なおダンパ試験機の装置及び測定条件は以下のとおりである。
・測定装置:垂直加振機((株)東京衡機)
・振幅種:sin波
・周波数:1Hz
・振幅幅:±40mm
・印加電圧:5kV
・温度計測:シース熱電対 Kタイプ
・測定温度:30℃~85℃
なお実施例で使用した電気粘性流体ダンパシステムでは、50Wの電源を使用し、最大5,000Vを印加するため、10mAを上限電流値とした。
また測定は、ダンパ試験機を測定温度に設定し、静置状態で安定させた後、電源投入後2分程度を経過した後に行った。
図7に、電気粘性流体ダンパに5kVの電圧を印加した際の、ダンパ温度(横軸)に対する電流値の値(横軸)を示す。
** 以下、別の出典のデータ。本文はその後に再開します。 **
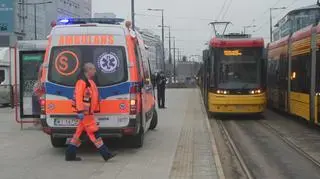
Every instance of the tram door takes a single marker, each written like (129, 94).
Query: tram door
(283, 83)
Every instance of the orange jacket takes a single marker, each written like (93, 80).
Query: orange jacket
(86, 98)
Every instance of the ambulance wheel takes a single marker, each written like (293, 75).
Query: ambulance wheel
(154, 120)
(58, 142)
(137, 140)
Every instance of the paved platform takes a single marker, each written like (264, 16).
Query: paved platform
(179, 148)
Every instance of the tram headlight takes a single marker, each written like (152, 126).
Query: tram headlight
(258, 91)
(222, 92)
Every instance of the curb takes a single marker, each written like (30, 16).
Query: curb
(213, 141)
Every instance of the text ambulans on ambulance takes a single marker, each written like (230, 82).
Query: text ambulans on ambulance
(127, 105)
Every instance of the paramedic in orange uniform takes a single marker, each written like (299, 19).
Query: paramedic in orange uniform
(86, 103)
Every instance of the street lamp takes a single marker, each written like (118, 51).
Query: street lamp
(162, 10)
(170, 58)
(35, 13)
(132, 14)
(248, 26)
(271, 9)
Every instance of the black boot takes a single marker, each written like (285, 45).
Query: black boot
(105, 153)
(71, 153)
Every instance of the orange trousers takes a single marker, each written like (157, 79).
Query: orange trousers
(89, 125)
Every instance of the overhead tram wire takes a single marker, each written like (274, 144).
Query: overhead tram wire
(224, 4)
(266, 22)
(265, 12)
(194, 18)
(227, 9)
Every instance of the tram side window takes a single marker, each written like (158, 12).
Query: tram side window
(300, 73)
(272, 78)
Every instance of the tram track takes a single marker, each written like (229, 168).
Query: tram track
(262, 151)
(290, 143)
(234, 149)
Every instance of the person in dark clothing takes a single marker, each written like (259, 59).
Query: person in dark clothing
(161, 88)
(153, 80)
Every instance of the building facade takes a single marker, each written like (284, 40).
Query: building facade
(155, 50)
(29, 20)
(296, 20)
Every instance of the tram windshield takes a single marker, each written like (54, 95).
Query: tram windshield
(239, 68)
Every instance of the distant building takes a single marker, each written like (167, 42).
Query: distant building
(17, 18)
(105, 15)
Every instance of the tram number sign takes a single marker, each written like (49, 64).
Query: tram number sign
(232, 53)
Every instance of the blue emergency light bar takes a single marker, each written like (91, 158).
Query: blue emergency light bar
(115, 21)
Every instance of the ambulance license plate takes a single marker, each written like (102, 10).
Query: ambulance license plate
(66, 122)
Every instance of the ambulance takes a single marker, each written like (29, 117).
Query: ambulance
(127, 106)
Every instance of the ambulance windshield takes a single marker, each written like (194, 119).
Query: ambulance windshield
(66, 62)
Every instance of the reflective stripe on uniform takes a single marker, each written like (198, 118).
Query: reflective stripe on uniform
(99, 142)
(75, 141)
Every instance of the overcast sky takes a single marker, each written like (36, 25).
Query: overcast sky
(189, 18)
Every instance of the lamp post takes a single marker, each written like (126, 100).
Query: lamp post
(170, 58)
(35, 13)
(271, 9)
(162, 10)
(248, 26)
(132, 14)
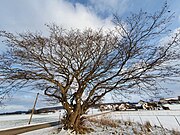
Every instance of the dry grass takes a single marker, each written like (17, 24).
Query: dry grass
(104, 122)
(147, 126)
(175, 132)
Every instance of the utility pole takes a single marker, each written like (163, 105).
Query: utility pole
(33, 108)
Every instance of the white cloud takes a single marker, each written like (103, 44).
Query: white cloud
(110, 6)
(31, 15)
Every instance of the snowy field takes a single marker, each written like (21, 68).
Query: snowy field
(9, 121)
(168, 119)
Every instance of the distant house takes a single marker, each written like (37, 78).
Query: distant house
(170, 100)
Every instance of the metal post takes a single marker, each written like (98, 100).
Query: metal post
(33, 108)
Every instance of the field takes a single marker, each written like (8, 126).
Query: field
(166, 119)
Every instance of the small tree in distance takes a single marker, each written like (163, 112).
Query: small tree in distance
(80, 67)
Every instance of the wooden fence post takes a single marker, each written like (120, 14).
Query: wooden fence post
(33, 108)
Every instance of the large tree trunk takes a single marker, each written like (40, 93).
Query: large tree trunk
(73, 119)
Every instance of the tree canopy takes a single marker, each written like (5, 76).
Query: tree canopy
(80, 67)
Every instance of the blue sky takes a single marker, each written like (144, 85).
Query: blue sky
(31, 15)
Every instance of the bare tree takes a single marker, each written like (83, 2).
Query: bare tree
(80, 67)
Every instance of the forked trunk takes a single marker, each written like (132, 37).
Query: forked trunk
(73, 120)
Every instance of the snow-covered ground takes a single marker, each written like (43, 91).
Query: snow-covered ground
(168, 119)
(8, 121)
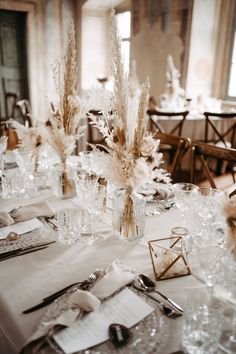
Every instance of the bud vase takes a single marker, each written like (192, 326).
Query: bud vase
(66, 183)
(128, 219)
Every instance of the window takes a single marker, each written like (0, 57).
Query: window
(124, 25)
(231, 89)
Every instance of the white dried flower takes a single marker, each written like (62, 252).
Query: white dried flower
(148, 146)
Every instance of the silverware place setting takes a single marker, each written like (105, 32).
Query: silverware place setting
(22, 251)
(85, 284)
(147, 286)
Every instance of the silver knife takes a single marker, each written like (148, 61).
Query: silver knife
(9, 253)
(21, 253)
(50, 299)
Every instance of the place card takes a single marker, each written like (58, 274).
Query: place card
(20, 227)
(125, 308)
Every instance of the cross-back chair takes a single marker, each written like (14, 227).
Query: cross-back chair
(155, 122)
(201, 152)
(178, 145)
(229, 135)
(25, 112)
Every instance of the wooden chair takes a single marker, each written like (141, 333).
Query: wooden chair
(201, 152)
(156, 123)
(229, 135)
(179, 146)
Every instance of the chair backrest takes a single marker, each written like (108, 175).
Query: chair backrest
(221, 136)
(94, 137)
(156, 124)
(202, 151)
(180, 145)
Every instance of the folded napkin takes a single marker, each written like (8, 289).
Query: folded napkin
(26, 213)
(32, 211)
(116, 276)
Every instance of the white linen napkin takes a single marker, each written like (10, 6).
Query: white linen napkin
(116, 276)
(32, 211)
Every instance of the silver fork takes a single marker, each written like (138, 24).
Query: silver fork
(82, 284)
(85, 285)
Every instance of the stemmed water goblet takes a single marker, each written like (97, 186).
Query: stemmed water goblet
(207, 207)
(3, 147)
(92, 195)
(26, 161)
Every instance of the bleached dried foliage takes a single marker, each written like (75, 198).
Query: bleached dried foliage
(31, 138)
(65, 117)
(230, 212)
(132, 158)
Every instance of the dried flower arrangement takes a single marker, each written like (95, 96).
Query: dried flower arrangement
(131, 158)
(64, 123)
(230, 212)
(31, 138)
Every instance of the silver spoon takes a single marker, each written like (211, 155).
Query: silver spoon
(167, 310)
(150, 286)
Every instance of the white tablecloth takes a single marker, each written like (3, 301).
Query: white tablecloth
(194, 127)
(26, 280)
なお実施例はアルコキシ基を有する乳化剤1を用いた処
方1の電気粘性流体、比較例は処方3の電気粘性流体を用いた結果を示す。
電気粘性流体は、温度の上昇に応じて粘度(流通抵抗)が減少し電流が流れやすくなり、電圧印加時に電流値が急激に上昇する傾向を示す。
図7に示すように、アルコキシ基を有する乳化剤1を非使用とした比較例の電気粘性流体では、約65℃で上限値の10mAに達する一方、アルコキシ基を有する乳化剤1を用いた実施例の電気粘性流体では、約85℃で上限値に達し、比較例の使用温度範囲より、約20℃高温側でダンパシステムを使用できることが確認された。
11 ERFダンパ(電気粘性流体ダンパ)、12 内筒(シリンダ)、13 外筒、20 ピストン、23 ピストンロッド、14 中間筒(電極)

Claims (4)

  1. 電気絶縁媒質中にポリウレタン粒子が分散された電気粘性流体であって、
    前記ポリウレタン粒子は、分子又はイオンの形態で、該粒子中に内包される、又は該粒子表面に付着した、少なくとも1種類の電解質を含有し、
    前記ポリウレタン粒子は、ポリオール類とイソシアネート類とアルコキシ基を有する乳化剤とを含有する混合物の反応生成物であることを特徴とする電気粘性流体。
  2. 前記アルコキシ基は、メトキシ基又はエトキシ基である、請求項1に記載の電気粘性流体。
  3. 前記混合物中、前記乳化剤は、前記電気絶縁媒質の質量に対して1~1.5質量%の割合で配合されることを特徴とする、請求項1または請求項2に記載の電気粘性流体。
  4. 電気絶縁媒質中にポリウレタン粒子が分散された電気粘性流体であって、
    前記ポリウレタン粒子は、分子又はイオンの形態で、該粒子中に内包される、又は該粒子表面に付着した、少なくとも1種類の電解質を含有し、
    前記ポリウレタン粒子は、ポリオール類とイソシアネート類とアルコキシ基を有する乳化剤とを含有する混合物の反応生成物である電気粘性流体を封入したことを特徴とする、電気粘性流体ダンパ。